The news is not all bad for the EU. While the US has set the ‘’benchmark in operations with its deployment of commercial BVLOS drone services’’, according to the 2024-2025 Annual Report published in July 2025 by GUTMA, the Global UTM [Uncrewed Traffic Management] Association, it is ‘’[the EU that] leads in legislation with its U-Space Regulations’’ (p. 13). The EU simply must move faster in implementing its rules: to make possible a thriving, EU-wide civilian-drones market.

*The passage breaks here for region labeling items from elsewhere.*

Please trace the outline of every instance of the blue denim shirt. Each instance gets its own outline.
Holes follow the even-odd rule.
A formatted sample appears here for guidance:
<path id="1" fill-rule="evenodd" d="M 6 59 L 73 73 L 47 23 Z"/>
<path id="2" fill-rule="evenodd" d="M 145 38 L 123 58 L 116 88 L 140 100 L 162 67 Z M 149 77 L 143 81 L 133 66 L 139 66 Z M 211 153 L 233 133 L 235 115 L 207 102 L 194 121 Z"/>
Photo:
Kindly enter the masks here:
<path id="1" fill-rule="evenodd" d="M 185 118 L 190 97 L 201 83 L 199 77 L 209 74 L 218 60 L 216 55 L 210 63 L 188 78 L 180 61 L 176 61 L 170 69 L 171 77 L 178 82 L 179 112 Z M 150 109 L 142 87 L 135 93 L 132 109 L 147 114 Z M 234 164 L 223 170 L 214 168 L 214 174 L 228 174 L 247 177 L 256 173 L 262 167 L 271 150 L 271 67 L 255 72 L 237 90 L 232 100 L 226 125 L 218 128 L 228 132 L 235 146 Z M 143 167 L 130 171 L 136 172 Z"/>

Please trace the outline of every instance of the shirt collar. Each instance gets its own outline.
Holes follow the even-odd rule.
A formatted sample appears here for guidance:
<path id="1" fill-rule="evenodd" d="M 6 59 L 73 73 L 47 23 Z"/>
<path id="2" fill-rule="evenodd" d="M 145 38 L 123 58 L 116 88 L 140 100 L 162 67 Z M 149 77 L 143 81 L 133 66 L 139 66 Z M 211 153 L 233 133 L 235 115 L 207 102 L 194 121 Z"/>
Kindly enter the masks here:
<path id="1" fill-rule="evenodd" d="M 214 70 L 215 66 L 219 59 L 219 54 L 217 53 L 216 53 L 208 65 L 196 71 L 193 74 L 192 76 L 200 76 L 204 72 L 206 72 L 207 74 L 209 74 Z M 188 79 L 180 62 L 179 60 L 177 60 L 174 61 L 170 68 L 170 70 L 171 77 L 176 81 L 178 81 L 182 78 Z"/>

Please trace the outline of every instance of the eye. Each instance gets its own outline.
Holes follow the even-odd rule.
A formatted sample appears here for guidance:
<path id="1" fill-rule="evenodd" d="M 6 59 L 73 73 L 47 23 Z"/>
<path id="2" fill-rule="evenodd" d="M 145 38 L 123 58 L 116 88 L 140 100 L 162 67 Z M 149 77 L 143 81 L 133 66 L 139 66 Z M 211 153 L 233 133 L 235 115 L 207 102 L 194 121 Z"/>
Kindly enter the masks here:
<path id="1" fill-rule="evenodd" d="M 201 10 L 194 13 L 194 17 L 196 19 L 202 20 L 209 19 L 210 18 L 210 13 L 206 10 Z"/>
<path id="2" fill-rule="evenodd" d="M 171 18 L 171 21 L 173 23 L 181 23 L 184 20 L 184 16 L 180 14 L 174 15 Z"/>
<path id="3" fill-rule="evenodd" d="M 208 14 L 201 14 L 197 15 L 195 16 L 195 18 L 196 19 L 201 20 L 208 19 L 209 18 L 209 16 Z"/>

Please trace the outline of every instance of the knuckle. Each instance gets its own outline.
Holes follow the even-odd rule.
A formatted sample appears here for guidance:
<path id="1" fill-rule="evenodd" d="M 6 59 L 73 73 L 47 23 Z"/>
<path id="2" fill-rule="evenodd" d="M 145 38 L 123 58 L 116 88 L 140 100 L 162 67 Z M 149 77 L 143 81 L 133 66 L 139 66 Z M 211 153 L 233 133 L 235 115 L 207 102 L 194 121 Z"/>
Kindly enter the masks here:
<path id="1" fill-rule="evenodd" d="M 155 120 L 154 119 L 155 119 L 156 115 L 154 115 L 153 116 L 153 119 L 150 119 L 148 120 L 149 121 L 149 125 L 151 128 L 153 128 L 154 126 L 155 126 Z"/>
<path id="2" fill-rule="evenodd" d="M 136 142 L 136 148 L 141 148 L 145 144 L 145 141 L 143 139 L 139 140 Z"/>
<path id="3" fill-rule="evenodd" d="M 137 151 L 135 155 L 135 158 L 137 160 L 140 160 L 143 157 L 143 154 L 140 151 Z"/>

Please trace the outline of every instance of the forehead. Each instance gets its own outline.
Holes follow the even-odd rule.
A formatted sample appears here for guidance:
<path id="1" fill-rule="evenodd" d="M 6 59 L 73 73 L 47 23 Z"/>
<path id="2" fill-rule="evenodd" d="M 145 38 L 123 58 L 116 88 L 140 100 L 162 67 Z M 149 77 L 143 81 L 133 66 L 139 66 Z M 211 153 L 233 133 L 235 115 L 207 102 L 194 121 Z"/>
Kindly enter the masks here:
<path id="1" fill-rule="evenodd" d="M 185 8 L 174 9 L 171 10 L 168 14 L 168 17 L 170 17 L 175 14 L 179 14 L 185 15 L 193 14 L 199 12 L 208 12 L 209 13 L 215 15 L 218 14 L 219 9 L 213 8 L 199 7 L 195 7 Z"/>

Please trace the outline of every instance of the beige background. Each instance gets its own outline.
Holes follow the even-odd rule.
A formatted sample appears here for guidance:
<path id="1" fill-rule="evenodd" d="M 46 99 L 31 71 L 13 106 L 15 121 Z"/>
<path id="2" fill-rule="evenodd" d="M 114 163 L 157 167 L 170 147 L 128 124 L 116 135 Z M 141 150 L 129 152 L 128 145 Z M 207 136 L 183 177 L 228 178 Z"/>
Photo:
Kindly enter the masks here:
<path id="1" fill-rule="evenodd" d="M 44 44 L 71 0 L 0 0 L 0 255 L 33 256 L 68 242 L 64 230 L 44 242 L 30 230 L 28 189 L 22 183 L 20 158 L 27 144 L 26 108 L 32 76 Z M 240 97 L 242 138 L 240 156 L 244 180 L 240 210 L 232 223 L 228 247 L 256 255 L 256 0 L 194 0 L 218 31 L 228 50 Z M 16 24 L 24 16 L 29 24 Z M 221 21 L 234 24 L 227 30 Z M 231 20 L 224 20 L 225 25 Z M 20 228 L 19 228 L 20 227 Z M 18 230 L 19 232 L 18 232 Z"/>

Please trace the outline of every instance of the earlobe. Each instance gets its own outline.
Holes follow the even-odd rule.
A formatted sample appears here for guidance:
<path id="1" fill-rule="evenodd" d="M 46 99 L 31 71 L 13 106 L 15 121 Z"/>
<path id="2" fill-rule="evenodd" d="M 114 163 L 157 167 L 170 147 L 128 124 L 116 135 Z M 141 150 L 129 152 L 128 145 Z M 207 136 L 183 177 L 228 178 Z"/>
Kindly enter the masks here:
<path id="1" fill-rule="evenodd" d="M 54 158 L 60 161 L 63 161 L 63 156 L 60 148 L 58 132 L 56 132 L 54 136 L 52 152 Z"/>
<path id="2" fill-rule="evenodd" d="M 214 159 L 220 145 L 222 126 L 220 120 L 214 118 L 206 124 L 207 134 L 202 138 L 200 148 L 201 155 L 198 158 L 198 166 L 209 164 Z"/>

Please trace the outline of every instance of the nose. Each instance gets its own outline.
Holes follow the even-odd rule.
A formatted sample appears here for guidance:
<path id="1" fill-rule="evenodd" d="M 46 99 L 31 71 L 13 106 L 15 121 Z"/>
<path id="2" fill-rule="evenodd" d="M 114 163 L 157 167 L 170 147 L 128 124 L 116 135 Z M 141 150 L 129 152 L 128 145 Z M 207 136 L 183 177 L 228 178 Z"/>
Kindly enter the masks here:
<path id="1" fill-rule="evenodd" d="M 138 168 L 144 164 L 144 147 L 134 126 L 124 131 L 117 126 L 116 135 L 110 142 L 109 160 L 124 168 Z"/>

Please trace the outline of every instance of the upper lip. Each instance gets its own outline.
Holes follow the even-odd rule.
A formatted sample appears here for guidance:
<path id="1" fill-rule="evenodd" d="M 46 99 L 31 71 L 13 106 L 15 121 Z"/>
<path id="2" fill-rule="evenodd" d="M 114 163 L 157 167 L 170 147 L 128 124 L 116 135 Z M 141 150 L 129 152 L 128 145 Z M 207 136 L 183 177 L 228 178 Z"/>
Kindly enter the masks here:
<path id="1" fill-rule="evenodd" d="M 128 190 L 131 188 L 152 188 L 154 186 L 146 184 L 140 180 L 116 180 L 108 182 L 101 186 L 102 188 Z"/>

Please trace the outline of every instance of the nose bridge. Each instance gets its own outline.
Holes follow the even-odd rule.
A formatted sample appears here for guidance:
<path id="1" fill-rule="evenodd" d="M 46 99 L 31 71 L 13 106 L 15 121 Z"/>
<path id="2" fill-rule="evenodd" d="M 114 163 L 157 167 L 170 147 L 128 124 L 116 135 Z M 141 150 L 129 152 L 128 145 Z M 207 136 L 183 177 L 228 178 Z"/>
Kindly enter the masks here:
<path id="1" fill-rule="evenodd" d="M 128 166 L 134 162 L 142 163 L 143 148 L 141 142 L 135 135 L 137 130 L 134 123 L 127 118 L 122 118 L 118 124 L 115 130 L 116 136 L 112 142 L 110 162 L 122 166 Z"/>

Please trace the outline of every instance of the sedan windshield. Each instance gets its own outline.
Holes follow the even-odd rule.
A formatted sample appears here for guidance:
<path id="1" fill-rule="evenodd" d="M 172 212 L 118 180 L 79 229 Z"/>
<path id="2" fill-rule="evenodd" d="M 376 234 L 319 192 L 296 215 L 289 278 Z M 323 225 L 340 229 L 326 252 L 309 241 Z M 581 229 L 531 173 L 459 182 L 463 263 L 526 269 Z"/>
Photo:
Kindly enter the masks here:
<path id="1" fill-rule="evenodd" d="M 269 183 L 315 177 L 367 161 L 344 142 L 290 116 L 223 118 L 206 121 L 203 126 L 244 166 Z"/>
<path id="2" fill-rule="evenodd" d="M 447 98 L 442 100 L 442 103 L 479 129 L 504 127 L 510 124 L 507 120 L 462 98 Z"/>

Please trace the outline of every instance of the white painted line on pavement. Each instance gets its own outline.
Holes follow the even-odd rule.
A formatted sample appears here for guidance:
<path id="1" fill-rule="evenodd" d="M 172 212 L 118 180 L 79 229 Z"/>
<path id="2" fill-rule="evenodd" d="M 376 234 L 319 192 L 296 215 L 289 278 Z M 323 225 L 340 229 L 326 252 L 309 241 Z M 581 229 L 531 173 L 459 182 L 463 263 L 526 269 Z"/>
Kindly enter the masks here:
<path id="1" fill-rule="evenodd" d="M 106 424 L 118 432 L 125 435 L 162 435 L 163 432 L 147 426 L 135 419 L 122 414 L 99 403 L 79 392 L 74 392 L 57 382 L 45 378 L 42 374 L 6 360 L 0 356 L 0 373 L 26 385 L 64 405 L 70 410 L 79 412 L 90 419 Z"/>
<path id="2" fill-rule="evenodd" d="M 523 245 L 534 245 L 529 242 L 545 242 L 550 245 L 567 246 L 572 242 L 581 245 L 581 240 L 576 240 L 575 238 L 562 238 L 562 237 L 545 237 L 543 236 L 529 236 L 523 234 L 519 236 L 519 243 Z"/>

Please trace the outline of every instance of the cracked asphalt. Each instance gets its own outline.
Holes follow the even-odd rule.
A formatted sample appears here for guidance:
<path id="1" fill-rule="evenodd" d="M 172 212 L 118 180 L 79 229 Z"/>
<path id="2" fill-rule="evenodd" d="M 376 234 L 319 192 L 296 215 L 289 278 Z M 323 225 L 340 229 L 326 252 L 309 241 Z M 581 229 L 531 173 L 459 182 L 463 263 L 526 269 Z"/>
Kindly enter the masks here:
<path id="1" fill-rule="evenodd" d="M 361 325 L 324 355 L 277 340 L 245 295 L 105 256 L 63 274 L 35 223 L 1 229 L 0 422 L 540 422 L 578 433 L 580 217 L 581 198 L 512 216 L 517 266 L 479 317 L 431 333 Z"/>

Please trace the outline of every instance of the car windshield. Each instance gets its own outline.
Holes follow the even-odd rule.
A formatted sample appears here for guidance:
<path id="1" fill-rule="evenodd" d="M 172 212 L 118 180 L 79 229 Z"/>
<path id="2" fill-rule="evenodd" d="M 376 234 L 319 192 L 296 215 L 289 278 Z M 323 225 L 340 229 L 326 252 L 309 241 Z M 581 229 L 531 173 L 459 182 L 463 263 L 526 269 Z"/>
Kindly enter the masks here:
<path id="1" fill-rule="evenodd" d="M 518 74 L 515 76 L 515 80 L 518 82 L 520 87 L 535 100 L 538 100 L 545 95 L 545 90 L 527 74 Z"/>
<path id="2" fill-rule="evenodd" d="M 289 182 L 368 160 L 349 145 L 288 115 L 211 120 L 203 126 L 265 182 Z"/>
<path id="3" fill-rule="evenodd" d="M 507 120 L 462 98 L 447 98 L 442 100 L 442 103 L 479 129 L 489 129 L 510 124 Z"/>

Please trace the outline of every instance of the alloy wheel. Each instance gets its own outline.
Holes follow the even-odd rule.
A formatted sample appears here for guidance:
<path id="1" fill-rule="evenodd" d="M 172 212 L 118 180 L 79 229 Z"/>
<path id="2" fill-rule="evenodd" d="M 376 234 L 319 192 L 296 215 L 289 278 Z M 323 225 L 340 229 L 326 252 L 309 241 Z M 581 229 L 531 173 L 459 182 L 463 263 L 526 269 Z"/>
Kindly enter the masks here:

Finally, and perhaps most importantly of all, as MEPs Oetjen, Arnaoutoglou and Cabral also underscore: EU stakeholders have to start telling better, more confident stories about the cost-benefit analysis of civilian-use drones. About how much cheaper, cleaner, faster and safer drone deliveries can be. And how potentially life-saving. Tests are underway, for instance, for medical drone deliveries in Milan and Luxembourg, following more advanced existing services in Zurich and London. And while local concerns are certainly legitimate, with regard to issues like privacy or noise, as drone operator Manna can attest from its experience with hundreds of thousands of deliveries across Ireland and Finland: these real concerns can be addressed with sensitivity, clear explanations and constant efforts to improve.
Civilian drones are likely to be a crucial part of future market growth and innovation. The EU has the regulatory framework in place to be a cutting-edge player. What is needed is the push to make it happen. Or else the EU’s global competitors, already flying high, may soon be out of sight.